Now, I’m not going to pick on this woman because I don’t know her or her motivations. What I will do, however, is warn parents that these sorts of statements are often made by district personnel who are not necessarily worried about the stigma of a label on your child. (As opposed to the stigma of being illiterate, or being ostracized because of an inability to function in class?)
It is quite possibly the fact that the “label,” which is called a “classification” under IDEA, carries with it a right under state and federal law to receive a free and appropriate public education (FAPE), which is typically effectuated through the provision of special education and related services.
The lesson: if your child isn’t making appropriate progress in school, you have to get to the bottom of it. The overall circumstances will help you determine what courses of action seem appropriate, but if the school by itself is going so far as to start implementing things outside the regular classroom experience for your son or daughter, you should definitely be increasing your involvement.
This article quotes a North Carolina school district after losing in due process (the district is apparently appealing):
“In short, the school system believes that — had they tried it — the child’s parents would have been happy with the educational program developed by the school system. If not, as has been done for many other students, the program would have been reviewed and amended.

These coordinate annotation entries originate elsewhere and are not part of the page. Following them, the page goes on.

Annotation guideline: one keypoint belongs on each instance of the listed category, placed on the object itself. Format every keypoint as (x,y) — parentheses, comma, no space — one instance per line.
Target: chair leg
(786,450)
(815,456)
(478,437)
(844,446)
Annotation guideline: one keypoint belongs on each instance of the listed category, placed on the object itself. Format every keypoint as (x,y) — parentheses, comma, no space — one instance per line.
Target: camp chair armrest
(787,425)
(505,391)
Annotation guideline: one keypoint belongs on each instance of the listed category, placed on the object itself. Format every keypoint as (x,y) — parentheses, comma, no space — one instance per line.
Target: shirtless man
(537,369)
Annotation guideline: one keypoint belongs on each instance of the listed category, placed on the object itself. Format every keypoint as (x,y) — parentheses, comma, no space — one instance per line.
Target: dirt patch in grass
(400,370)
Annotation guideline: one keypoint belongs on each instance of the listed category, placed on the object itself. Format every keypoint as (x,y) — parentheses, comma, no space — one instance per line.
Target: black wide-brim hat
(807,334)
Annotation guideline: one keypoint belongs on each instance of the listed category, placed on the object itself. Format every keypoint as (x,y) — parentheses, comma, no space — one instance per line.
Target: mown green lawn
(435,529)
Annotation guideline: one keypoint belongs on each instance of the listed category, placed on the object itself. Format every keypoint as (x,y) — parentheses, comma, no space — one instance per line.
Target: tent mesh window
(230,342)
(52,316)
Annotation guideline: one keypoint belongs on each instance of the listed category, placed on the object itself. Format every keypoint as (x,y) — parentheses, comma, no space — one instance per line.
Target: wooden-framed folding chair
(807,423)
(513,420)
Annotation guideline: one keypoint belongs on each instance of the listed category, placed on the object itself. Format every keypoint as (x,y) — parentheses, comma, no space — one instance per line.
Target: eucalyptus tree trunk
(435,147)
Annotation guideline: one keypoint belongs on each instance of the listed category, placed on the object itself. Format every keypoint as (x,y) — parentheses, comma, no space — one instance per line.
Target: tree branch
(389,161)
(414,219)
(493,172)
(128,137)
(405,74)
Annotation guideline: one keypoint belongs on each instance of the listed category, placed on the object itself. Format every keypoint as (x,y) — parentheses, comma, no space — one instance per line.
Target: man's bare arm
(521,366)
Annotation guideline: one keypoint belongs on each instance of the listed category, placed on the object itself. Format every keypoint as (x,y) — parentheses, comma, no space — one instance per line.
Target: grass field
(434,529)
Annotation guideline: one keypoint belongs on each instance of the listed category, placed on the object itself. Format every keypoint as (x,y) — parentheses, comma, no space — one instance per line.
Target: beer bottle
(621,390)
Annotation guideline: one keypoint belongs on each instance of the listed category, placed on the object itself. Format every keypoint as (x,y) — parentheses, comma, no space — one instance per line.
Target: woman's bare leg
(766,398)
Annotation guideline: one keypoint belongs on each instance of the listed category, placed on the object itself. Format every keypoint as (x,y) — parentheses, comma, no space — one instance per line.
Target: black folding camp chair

This rhetorical twist, the “if only you’d given us a chance” argument, makes even less sense here where the district has lost once. It doesn’t make sense when “let us fail your child before trying the recommended amount of services” comes upfront, and it doesn’t make sense afterwards.
What the statement leaves out is the power of the district to develop a more comprehensive system to match services to evaluated results. Again, I have no experience with this district and they may be as conscientious as they claim to be. In other circumstances, the idea of matching services to performance, even on a trial basis, is regularly rejected. It’s as if districts don’t understand that setting a child up for failure is inherently repulsive to parents. Wouldn’t asking for considering a modification to levels of services building on a record of success, rather than failure, be more palatable? Remember, too, that the district can ALWAYS send a proposed new IEP to the parent that will self-effectuate after 15 days if a parent doesn’t start due process procedures and trigger stay-put. This lopsided power balance is what makes district arguments like these sound so suspicious to many parents.
Have you proposed trial periods for services, or asked for specific criteria to justify changes in services? What was your district’s response?